15

Dimanche 12 juillet-Lundi 13 juillet


Louis, à Versailles, et les députés aux États généraux sont encore ensommeillés quand ce dimanche

12 juillet 1789, la nouvelle du renvoi de Necker se répand dans Paris.

Il est autour de neuf heures.

La foule est déjà dans la rue, parce que la chaleur stagne dans les soupentes, dans les logis surpeuplés, et les vagabonds, les indigents et les paysans réfugiés dans la ville ont dormi à la belle étoile. Et puis c’est dimanche, le jour où l’on traîne, du Palais-Royal aux Tuileries, des portes de Paris au faubourg Saint-Antoine.

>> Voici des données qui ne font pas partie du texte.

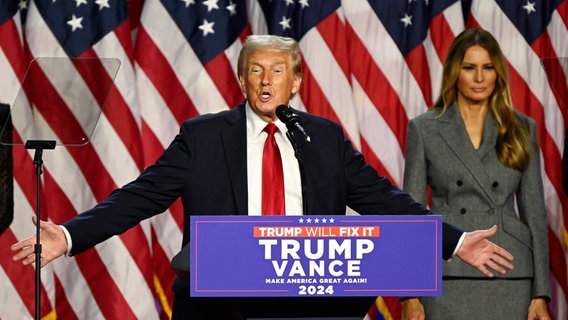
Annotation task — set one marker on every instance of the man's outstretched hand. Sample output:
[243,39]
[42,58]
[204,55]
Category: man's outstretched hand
[53,241]
[483,254]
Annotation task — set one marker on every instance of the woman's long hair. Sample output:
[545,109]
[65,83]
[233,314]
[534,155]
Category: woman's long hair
[514,140]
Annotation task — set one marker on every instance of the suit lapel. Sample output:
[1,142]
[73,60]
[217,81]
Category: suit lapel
[234,145]
[454,133]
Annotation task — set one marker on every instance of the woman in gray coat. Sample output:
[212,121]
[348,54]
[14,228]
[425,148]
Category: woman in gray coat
[480,160]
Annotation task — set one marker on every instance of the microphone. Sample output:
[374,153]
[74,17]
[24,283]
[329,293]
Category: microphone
[292,120]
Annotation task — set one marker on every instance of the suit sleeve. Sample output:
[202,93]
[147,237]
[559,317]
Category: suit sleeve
[415,171]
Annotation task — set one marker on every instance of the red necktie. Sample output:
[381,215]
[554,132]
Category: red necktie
[272,175]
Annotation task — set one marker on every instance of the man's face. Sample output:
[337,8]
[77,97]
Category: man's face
[269,81]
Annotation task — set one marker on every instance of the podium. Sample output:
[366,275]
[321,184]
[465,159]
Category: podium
[311,267]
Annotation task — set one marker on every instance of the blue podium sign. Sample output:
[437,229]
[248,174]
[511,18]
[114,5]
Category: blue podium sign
[278,256]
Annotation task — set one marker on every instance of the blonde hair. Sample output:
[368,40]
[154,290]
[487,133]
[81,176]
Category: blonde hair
[514,140]
[282,44]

On a chaud. On a soif. On parle fort. On boit dans les estaminets. Et tout à coup, cette rumeur qui court : Necker, le « père du peuple », a été chassé par les aristocrates, la reine, le comte d’Artois, cette cabale qui gouverne le roi.

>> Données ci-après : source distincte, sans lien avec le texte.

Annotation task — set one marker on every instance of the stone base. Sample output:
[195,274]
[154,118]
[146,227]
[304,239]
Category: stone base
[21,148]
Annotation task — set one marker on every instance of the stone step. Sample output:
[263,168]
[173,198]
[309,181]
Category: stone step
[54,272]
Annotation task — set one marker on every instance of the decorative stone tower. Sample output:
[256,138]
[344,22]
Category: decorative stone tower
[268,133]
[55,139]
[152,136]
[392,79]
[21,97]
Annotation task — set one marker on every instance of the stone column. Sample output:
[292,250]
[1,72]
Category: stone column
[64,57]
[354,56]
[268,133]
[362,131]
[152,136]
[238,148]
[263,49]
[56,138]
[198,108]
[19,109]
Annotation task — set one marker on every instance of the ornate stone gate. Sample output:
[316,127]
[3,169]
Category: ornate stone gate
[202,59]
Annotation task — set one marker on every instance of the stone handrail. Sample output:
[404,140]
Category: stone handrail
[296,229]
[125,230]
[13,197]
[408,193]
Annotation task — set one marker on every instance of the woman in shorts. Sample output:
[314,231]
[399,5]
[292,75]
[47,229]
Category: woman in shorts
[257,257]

Ils veulent donc étouffer le peuple, le massacrer, dissoudre l’Assemblée nationale.

Ils vont donner l’ordre aux régiments étrangers qui campent au Champ-de-Mars et sur les collines de tirer sur le peuple, de bombarder la ville comme on le craint depuis près de dix jours.

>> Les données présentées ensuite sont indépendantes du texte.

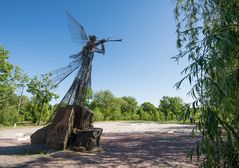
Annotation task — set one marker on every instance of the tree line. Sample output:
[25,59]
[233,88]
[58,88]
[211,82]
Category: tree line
[16,107]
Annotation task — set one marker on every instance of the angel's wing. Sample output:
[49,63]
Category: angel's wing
[58,75]
[77,31]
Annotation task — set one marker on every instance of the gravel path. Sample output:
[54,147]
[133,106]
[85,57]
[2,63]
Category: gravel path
[124,144]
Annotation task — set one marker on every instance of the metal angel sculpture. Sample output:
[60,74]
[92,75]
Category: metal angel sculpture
[82,62]
[71,125]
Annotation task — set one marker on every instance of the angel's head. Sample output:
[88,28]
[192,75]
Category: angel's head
[92,38]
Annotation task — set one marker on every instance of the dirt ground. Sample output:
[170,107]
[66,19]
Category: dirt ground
[124,144]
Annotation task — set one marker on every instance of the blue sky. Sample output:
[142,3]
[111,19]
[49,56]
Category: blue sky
[36,33]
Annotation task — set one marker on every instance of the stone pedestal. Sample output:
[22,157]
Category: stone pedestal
[71,128]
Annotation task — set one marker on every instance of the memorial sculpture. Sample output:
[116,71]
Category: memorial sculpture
[72,123]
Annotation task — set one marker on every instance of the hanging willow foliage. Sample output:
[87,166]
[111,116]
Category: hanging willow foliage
[208,36]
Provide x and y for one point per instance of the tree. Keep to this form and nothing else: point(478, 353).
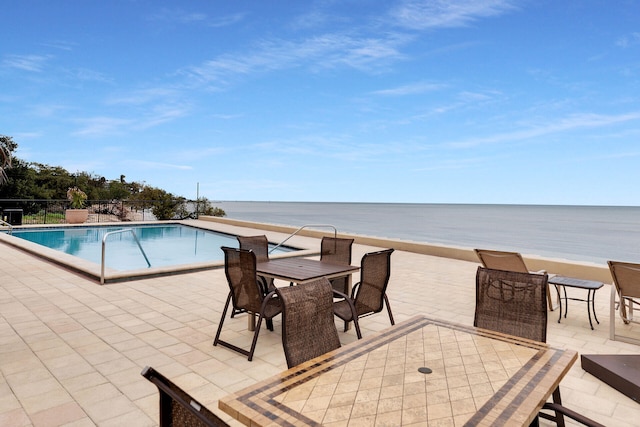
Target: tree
point(7, 147)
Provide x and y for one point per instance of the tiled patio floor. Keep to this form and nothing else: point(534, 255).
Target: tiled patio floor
point(72, 350)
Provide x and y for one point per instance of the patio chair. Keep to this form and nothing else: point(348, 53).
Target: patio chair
point(370, 294)
point(245, 293)
point(515, 303)
point(337, 251)
point(177, 407)
point(308, 324)
point(625, 292)
point(510, 261)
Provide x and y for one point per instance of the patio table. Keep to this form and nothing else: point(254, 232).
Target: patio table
point(301, 271)
point(421, 371)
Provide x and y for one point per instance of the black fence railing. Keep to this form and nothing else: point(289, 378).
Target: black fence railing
point(27, 211)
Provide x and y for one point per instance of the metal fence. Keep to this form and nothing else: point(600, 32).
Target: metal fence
point(28, 211)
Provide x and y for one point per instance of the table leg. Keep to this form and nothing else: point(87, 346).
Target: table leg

On avait raison. Ils ont trahi le peuple.


À la fin de la matinée, on se presse au Palais-Royal, place Louis-XV, aux Tuileries.

Des bandes d’« infortunés », de déguenillés dont les visages et les propos attirent et effraient, parcourent les rues.

Au Palais-Royal, vers midi, un homme jeune, un avocat, un journaliste, bondit sur une chaise, lève le bras, commence à parler d’une voix enflammée.

On répète son nom, Camille Desmoulins.

Ils sont plus de dix mille à l’écouter.

Depuis plusieurs heures déjà cette foule s’échauffe, brandit les poings, des piques, ces faux dont on a redressé la lame.

On a fustigé ce comte d’Artois pour qui Necker, aurait-il dit, n’est qu’« un foutu bougre d’étranger ».

Et des agents soldés du duc d’Orléans ont répété dans la foule que ce sont les « abominables conseillers du roi qui ont obtenu le renvoi de Necker ».

Ils veulent « purger » la ville.

Et Desmoulins lance :


« Aux armes ! Pas un moment à perdre ! J’arrive de Versailles : le renvoi de Necker est le tocsin d’une Saint-Barthélemy des patriotes. Ce soir, tous les bataillons suisses et allemands sortiront du Champ-de-Mars pour nous égorger ! Il ne nous reste qu’une ressource, c’est de courir aux armes ! »

« Aux armes ! » reprend-on.

Camille Desmoulins arrache des feuilles de marronnier, les accroche à son chapeau.

Cette cocarde verte sera le signe de ralliement de tous ceux qui veulent empêcher le massacre des patriotes.

« Aux armes ! Aux armes ! » crie-t-on en s’élançant.

On se rend au cabinet de cire de Curtius. On lui emprunte les bustes de Necker et du duc d’Orléans. Un cortège se forme, d’hommes et de femmes qui arborent la cocarde verte et se dirigent vers les Tuileries.

Place Vendôme, ils lapident un détachement du Royal-Allemand qu’ils refoulent, et, en brandissant les deux bustes, en criant « Aux armes ! », ils arrivent place Louis-XV.

Le cortège s’arrête, face à des dragons du Royal-Allemand, commandés par le prince de Lambesc.

Les cavaliers commencent à avancer vers la foule qui hésite, reflue vers les terrasses des Tuileries, trouve là des pierres, des blocs déposés en vue de la construction d’un pont sur la Seine.

On s’abrite, on lance des cailloux sur les dragons.

Lambesc charge, blesse d’un coup de sabre un vieillard.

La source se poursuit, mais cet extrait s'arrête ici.